City of Logansport v. Shirk

28 N.E. 538, 129 Ind. 352, 1891 Ind. LEXIS 62
CourtIndiana Supreme Court
DecidedOctober 16, 1891
DocketNo. 15,648
StatusPublished
Cited by1 cases

This text of 28 N.E. 538 (City of Logansport v. Shirk) is published on Counsel Stack Legal Research, covering Indiana Supreme Court primary law. Counsel Stack provides free access to over 12 million legal documents including statutes, case law, regulations, and constitutions.

Bluebook
City of Logansport v. Shirk, 28 N.E. 538, 129 Ind. 352, 1891 Ind. LEXIS 62 (Ind. 1891).

Opinion

Olds, J. —

The city of Logansport, on the 1st day of December, 1886, enacted a resolution by a vote of its councilmen, referring the expediency of laying out and opening a street, specifically described in the resolution, to be called Erie avenue, to the street .committee of the common council.

The matter was reported by the committee as expedient to be referred to the city commissioners, and a resolution of reference to the city commissioners was passed by a vote of the council on December 15th, 1886.

Notice was issued by the clerk to and served upon the ■city commissioners. The city commissioners filed their preliminary report on January 28, 1887, pursuant to section 3168, R. S. 1881, and also their notice to the city clerk, pursuant to the same section,' and notice was given to the parties named in the report as affected.

[354]*354The city commissioners filed their second, and final, report May 7th, 1887.

At the regular session of the common council, of date June 1st, 1887, the final report was referred back, by the common council, to the city commissioners.
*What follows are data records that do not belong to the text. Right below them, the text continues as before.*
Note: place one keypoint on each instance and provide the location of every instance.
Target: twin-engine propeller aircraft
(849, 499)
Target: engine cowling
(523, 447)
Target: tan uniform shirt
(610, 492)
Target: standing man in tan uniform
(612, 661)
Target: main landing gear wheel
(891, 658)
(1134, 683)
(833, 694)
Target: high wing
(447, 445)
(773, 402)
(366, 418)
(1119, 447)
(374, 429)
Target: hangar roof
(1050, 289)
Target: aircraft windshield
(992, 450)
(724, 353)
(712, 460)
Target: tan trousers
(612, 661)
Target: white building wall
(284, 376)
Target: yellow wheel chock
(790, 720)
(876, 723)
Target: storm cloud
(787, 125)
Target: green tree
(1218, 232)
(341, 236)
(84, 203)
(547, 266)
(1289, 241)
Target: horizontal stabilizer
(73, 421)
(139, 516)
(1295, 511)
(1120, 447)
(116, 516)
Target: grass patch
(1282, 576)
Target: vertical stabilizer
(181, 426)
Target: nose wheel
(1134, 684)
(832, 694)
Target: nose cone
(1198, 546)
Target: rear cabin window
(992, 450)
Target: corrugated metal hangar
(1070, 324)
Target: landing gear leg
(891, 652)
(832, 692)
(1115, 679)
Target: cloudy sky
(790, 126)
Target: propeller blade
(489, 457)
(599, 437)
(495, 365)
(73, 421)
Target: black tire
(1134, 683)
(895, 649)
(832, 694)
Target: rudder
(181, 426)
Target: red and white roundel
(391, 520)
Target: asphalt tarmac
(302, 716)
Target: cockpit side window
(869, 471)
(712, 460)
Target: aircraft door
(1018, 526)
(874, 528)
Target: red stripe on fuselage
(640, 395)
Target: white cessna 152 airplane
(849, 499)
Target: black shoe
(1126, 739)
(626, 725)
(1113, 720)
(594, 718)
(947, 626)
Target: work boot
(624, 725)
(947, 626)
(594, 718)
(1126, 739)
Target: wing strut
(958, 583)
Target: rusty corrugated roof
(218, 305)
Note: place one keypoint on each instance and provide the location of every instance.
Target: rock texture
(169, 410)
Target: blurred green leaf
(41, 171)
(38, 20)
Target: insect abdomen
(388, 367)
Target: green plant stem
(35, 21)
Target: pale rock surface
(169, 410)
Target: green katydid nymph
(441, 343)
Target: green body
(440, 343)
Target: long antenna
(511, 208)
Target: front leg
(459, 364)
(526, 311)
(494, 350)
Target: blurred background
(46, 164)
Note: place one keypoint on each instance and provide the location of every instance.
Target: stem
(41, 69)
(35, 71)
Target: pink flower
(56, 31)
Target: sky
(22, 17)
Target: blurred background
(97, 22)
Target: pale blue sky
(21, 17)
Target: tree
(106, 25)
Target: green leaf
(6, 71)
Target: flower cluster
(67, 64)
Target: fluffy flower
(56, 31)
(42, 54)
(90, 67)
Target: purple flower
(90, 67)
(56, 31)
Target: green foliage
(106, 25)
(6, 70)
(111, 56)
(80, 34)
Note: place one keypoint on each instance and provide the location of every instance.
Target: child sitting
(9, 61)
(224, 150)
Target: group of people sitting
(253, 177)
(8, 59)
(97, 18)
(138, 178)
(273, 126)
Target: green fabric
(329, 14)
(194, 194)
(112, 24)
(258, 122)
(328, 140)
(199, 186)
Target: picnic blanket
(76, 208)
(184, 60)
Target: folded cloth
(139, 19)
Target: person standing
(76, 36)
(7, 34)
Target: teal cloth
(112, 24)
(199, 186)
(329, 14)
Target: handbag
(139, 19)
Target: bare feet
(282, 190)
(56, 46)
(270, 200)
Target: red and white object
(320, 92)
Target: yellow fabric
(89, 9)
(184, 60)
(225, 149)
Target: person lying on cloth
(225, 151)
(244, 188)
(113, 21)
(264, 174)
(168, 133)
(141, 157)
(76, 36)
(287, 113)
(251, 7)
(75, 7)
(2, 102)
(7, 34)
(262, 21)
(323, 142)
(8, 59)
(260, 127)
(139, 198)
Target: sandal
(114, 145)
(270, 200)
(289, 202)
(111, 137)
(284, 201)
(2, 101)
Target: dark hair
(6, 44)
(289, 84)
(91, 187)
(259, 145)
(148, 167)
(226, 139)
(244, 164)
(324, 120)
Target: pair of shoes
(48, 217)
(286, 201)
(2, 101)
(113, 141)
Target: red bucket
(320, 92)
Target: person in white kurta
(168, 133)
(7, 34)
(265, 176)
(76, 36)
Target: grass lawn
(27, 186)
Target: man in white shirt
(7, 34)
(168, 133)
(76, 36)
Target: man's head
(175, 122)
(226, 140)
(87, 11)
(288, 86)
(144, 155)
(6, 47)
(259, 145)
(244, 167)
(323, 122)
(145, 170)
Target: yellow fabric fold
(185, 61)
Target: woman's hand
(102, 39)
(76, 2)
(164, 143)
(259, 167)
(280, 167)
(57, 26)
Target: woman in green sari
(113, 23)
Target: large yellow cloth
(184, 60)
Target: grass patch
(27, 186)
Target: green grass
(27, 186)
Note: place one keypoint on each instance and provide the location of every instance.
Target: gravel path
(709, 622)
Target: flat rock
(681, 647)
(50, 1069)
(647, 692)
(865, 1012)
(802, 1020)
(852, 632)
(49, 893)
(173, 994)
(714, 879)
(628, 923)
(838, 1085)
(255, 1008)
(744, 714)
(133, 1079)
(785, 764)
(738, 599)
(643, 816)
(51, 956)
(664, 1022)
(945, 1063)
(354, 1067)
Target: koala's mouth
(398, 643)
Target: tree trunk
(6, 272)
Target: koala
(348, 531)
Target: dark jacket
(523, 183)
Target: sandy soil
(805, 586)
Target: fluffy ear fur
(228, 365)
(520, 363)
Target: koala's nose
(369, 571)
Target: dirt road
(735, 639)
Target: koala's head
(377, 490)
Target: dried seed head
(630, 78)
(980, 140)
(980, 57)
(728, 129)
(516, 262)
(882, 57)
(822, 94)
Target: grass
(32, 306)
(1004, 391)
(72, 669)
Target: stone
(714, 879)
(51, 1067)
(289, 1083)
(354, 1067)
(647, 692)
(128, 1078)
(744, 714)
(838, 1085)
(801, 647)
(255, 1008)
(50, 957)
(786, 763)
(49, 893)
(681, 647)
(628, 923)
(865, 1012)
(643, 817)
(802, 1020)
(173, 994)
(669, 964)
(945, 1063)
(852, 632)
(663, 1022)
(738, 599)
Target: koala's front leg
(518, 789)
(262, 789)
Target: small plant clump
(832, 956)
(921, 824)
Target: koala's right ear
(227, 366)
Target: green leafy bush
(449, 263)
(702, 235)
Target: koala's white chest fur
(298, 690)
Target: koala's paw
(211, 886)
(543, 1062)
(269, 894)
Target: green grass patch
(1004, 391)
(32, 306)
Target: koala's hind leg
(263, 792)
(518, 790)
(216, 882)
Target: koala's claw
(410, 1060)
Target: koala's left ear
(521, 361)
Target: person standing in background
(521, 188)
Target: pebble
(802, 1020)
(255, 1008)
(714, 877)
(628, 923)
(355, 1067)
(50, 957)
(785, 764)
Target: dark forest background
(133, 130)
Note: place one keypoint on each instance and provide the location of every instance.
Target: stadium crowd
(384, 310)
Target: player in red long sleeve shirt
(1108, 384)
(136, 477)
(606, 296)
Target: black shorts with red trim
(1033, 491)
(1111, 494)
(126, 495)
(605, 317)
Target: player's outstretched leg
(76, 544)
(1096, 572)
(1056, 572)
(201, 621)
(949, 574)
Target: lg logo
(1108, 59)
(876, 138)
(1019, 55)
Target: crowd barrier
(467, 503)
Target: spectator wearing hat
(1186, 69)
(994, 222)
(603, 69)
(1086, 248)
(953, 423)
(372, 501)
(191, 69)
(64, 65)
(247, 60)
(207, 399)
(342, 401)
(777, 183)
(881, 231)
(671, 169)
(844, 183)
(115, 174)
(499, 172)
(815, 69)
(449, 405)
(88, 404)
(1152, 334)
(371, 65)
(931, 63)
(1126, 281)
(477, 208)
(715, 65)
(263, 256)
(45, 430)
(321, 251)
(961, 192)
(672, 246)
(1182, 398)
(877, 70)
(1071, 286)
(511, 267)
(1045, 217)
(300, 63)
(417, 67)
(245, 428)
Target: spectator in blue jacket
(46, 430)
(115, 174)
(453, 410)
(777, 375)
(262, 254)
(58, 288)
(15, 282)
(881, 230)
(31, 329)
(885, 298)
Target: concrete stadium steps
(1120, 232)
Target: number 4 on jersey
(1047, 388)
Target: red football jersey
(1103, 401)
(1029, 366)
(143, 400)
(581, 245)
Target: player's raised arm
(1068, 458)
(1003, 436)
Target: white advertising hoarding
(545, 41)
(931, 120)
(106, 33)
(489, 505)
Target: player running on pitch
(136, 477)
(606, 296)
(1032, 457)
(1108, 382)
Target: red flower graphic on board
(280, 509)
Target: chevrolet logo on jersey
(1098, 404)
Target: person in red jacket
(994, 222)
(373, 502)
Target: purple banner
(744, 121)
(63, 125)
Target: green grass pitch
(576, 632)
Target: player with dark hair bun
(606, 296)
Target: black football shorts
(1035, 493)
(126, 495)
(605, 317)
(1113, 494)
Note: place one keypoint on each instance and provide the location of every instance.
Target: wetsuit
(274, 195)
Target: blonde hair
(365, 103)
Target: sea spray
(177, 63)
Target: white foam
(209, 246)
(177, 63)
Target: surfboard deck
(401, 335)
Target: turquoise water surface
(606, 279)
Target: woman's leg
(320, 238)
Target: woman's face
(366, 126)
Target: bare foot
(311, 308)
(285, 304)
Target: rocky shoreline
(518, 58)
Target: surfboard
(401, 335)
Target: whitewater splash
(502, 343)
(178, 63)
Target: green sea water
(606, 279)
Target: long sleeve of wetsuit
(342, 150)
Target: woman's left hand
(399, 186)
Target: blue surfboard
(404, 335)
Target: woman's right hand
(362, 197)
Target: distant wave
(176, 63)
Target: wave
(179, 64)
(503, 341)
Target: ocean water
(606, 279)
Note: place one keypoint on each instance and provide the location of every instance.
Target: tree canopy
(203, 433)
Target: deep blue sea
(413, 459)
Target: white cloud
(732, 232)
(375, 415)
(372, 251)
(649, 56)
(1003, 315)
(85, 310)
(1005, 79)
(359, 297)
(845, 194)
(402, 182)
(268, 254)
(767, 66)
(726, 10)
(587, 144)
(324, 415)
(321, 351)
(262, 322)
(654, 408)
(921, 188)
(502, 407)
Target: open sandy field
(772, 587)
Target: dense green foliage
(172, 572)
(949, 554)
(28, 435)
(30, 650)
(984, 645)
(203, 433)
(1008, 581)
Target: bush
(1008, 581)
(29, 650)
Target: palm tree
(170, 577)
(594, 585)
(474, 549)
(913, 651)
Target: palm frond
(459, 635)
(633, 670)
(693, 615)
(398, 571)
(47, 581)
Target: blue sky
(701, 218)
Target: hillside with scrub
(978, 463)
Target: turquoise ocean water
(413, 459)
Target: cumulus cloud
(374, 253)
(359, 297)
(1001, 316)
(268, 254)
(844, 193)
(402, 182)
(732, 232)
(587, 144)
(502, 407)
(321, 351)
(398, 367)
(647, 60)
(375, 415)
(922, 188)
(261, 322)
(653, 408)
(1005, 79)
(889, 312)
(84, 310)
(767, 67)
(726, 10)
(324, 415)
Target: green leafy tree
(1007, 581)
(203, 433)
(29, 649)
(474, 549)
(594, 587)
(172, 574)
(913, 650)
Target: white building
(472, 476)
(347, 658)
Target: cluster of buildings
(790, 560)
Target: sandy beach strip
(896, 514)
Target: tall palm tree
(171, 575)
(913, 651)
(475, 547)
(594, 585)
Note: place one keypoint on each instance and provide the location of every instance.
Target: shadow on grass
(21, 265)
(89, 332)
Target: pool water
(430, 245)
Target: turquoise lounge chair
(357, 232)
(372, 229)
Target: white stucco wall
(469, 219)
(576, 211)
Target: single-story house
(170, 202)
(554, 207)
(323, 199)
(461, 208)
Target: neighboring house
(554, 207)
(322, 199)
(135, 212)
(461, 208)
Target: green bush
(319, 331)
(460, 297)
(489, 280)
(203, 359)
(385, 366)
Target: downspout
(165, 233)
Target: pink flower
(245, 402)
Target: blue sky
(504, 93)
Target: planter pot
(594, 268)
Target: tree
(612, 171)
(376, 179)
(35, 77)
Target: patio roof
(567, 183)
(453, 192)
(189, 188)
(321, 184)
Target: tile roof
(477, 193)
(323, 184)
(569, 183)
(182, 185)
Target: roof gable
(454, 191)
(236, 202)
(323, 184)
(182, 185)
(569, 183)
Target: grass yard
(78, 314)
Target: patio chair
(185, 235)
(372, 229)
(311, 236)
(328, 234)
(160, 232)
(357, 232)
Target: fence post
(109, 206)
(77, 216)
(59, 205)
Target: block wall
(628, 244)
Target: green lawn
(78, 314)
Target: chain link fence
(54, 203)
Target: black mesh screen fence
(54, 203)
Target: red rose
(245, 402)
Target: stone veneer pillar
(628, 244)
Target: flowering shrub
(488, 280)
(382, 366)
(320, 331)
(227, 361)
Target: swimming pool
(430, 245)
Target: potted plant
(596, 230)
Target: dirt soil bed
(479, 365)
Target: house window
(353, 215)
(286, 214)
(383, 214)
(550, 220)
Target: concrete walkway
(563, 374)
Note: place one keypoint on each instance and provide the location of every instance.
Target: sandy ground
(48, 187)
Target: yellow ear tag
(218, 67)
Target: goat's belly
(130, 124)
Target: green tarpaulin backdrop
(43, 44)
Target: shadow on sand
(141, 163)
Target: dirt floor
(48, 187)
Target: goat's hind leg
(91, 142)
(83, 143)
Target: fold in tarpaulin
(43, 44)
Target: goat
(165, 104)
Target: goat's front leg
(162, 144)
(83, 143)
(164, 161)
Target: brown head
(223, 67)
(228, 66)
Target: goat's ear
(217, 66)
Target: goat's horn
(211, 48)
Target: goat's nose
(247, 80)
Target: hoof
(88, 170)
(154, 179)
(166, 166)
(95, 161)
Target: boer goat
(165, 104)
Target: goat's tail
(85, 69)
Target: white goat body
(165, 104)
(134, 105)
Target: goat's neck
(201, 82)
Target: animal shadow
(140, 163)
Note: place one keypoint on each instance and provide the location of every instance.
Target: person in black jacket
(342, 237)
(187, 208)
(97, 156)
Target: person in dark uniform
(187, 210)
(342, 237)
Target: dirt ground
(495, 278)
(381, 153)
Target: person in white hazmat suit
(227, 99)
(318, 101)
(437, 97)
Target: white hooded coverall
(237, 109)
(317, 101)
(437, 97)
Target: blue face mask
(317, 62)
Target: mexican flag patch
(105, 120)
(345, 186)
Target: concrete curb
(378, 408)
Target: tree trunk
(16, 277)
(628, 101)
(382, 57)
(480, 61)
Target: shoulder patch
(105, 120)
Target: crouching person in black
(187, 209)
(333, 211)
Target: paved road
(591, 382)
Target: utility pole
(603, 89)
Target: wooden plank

The resolution of reference was in words and figures as follows :

Resolved, That the report of the city commissioners upon the laying out and opening of a proposed street on and over the line of the former Wabash and Erie Canal be, and the same is hereby, referred back to said city commissioners for further action, and we suggest the propriety of increasing assessments of benefits to property-owners adjacent to the line of the proposed street, and also to take into consideration the advisability and legality of assessing other property with benefits than that adjacent to the line of the proposed street; and the commissioners are requested to meet at the council chamber of the city for further action, on the 14th day of June, 1889, at 10 o’clock A. M., which time is-hereby designated for their meeting.”

Upon the matter being referred back with the suggestion stated in the resolution, Taylor, who was one of the city commissioners and who was interested in a parcel of ground lying within one square of one of the termini of the proposed street, declined to act further, and never afterwards met with the other four, and did not take any further part in the matter.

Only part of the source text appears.